Ex:  x² - 5x + 6 = (x -3)(x - 2)

# If the c term is negative and the b term is positive, then the factor

  that is positive will have the greater absolute value. That is, if

  |r| > |s|, then r is positive and s is negative.  

Ex: x² + 5x - 6 = (x + 6)(x - 1)

# If the c term is negative and the b term is negative, then the factor

  that is negative will have the greater absolute value. That is, if

  |r| > |s|, then r is negative and s is positive.

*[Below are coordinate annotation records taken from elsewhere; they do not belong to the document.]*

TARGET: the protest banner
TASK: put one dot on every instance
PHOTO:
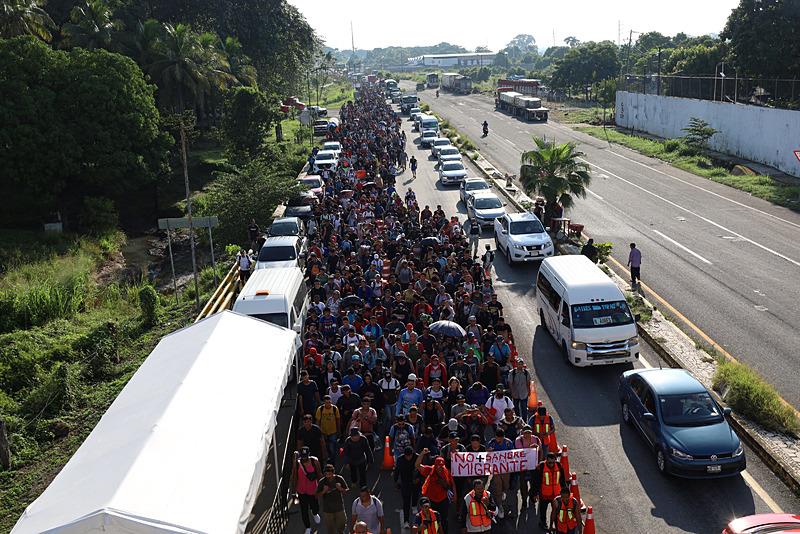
(476, 464)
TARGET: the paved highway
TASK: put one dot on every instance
(725, 260)
(616, 471)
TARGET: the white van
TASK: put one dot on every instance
(278, 296)
(429, 122)
(585, 312)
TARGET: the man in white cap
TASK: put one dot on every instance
(409, 396)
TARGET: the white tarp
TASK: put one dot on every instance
(184, 445)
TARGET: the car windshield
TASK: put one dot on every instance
(280, 319)
(487, 203)
(689, 409)
(601, 314)
(526, 227)
(311, 182)
(277, 254)
(473, 186)
(286, 228)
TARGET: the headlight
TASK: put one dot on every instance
(680, 454)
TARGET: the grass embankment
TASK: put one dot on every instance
(750, 395)
(68, 345)
(684, 157)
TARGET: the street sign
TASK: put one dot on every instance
(172, 223)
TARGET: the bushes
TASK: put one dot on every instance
(751, 396)
(149, 305)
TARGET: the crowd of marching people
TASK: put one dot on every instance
(406, 340)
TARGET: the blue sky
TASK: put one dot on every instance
(471, 23)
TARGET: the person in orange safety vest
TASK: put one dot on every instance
(548, 481)
(566, 514)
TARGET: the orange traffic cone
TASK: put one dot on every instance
(574, 489)
(388, 459)
(588, 527)
(564, 459)
(533, 397)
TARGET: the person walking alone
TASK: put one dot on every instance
(635, 263)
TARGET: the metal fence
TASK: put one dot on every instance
(775, 92)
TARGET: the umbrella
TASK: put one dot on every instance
(352, 301)
(448, 328)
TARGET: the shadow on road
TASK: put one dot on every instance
(672, 497)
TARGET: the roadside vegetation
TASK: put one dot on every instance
(688, 158)
(750, 395)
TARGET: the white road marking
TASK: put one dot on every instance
(706, 190)
(685, 249)
(595, 195)
(687, 210)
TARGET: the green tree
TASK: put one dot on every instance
(257, 187)
(91, 25)
(763, 37)
(555, 173)
(75, 124)
(25, 17)
(249, 115)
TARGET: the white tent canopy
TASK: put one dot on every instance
(184, 445)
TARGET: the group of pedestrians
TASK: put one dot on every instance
(383, 273)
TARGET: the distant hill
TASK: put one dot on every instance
(395, 55)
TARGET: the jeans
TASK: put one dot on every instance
(521, 407)
(308, 502)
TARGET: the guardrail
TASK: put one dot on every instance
(223, 296)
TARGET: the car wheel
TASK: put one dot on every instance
(626, 414)
(661, 461)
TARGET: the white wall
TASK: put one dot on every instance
(760, 134)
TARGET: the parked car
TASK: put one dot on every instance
(426, 138)
(313, 183)
(326, 159)
(284, 251)
(452, 172)
(681, 422)
(320, 126)
(485, 207)
(438, 143)
(522, 237)
(286, 226)
(764, 524)
(471, 186)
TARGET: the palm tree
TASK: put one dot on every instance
(91, 25)
(25, 17)
(555, 173)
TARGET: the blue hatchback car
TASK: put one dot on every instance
(681, 422)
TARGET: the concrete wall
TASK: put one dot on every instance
(764, 135)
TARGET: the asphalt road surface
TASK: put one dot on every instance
(616, 471)
(725, 260)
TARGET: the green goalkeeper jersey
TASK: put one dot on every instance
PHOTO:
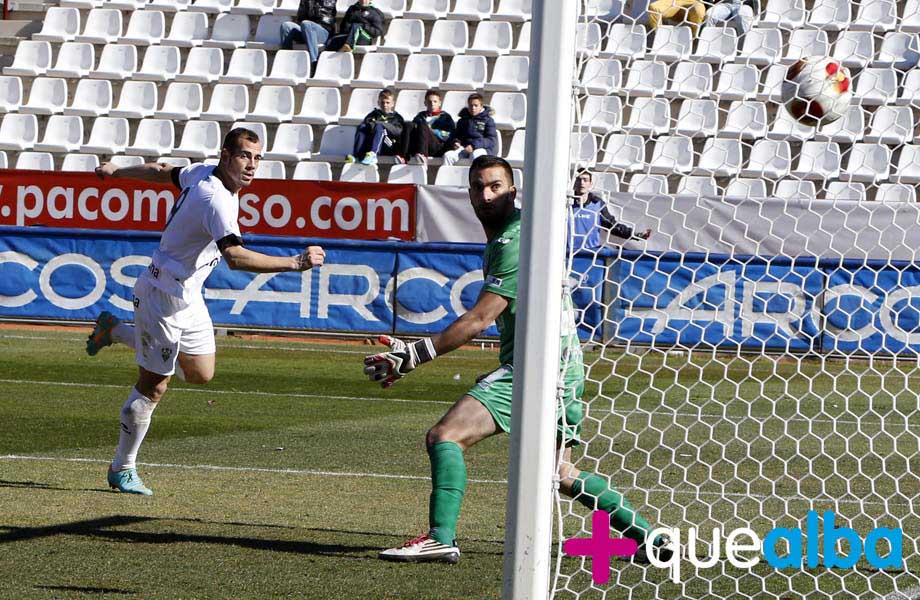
(500, 273)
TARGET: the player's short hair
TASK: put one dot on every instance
(232, 141)
(486, 161)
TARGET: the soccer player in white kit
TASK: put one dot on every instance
(172, 327)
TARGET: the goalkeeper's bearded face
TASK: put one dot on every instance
(492, 195)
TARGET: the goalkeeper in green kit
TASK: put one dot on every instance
(486, 409)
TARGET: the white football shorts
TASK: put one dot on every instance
(165, 325)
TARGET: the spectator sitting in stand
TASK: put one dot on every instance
(380, 131)
(360, 26)
(314, 23)
(428, 133)
(475, 134)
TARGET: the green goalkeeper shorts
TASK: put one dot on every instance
(494, 392)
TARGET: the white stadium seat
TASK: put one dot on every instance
(200, 139)
(737, 82)
(321, 106)
(422, 72)
(413, 174)
(92, 98)
(102, 26)
(145, 28)
(358, 173)
(428, 10)
(293, 142)
(378, 70)
(117, 62)
(624, 153)
(108, 136)
(211, 7)
(337, 142)
(697, 118)
(509, 110)
(362, 101)
(493, 38)
(770, 159)
(62, 133)
(268, 33)
(59, 25)
(10, 93)
(672, 154)
(48, 96)
(448, 38)
(472, 10)
(188, 30)
(183, 101)
(229, 102)
(31, 58)
(203, 65)
(229, 32)
(334, 69)
(121, 161)
(161, 63)
(246, 66)
(467, 73)
(153, 137)
(785, 14)
(312, 171)
(403, 36)
(35, 161)
(818, 160)
(81, 163)
(510, 74)
(845, 190)
(274, 104)
(271, 169)
(138, 99)
(290, 67)
(671, 44)
(75, 60)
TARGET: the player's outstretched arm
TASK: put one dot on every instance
(389, 367)
(155, 172)
(240, 258)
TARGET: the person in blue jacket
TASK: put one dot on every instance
(475, 134)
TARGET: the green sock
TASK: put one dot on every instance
(448, 482)
(592, 491)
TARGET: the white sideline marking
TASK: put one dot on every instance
(657, 490)
(656, 412)
(227, 392)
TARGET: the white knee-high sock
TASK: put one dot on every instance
(135, 421)
(123, 334)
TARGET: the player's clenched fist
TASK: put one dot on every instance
(313, 256)
(389, 367)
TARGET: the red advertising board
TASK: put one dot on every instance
(323, 209)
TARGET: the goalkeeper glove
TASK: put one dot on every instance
(390, 367)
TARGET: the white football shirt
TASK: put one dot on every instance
(204, 212)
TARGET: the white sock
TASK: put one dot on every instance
(135, 421)
(123, 334)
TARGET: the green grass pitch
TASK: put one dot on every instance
(285, 475)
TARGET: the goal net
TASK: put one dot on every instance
(755, 360)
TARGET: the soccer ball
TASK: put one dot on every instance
(817, 90)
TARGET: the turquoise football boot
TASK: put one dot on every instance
(102, 333)
(128, 481)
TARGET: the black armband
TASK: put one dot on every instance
(228, 241)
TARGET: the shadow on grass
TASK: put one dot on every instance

Ex: x² - 5x - 6 = (x - 6)(x + 1)

* Now lets solve the problem

- We have two fractions over each other

- Lets simplify the numerator

∵ The numerator is $\frac{x+2}{x^{2}+2x-3}$

- Factorize its denominator

∵  The denominator = x² + 2x - 3

- The last term is negative then the two brackets have different signs

∵ 3 = 3 × 1

∵ 3 - 1 = 2

∵ The middle term is +ve

∴ -3 = 3 × -1 ⇒ the greatest is +ve

∴ x² + 2x - 3 = (x + 3)(x - 1)

∴ The numerator = $\frac{(x+2)}{(x+3)(x-2)}$

- Lets simplify the denominator

∵ The denominator is $\frac{x+2}{x^{2}-x}$

- Factorize its denominator

∵  The denominator = x² - 2x

- Take x as a common factor and divide each term by x

∵ x² ÷ x = x

∵ -x ÷ x = -1

∴ x² - 2x = x(x - 1)

∴ The denominator = $\frac{(x+2)}{x(x-1)}$

* Now lets write the fraction as a division

∴ The fraction = $\frac{x+2}{(x+3)(x-1)}$ ÷ $\frac{x+2}{x(x-1)}$

- Change the sign of division and reverse the fraction after it

∴ The fraction = $\frac{(x+2)}{(x+3)(x-1)}*\frac{x(x-1)}{(x+2)}$

* Now we can cancel the bracket (x + 2) up with same bracket down

 and cancel bracket (x - 1) up with same bracket down

∴ The simplest form = $\frac{x}{x+3}$

Answer 2

ANSWER

$\frac{x}{x + 3}$

EXPLANATION

We want to simplify:

$\frac{x +2 }{ {x}^{2} + 2x - 3} \div \frac{x + 2}{ {x}^{2}- x}$

Multiply by the reciprocal of the second fraction:

$\frac{x +2 }{ {x}^{2} + 2x - 3} \times \frac{{x}^{2}- x}{ x + 2}$

Factor;

$\frac{x +2 }{ (x + 3)(x - 1)} \times \frac{x(x - 1)}{ x + 2}$

We cancel out the common factors to get:

$\frac{x}{x + 3}$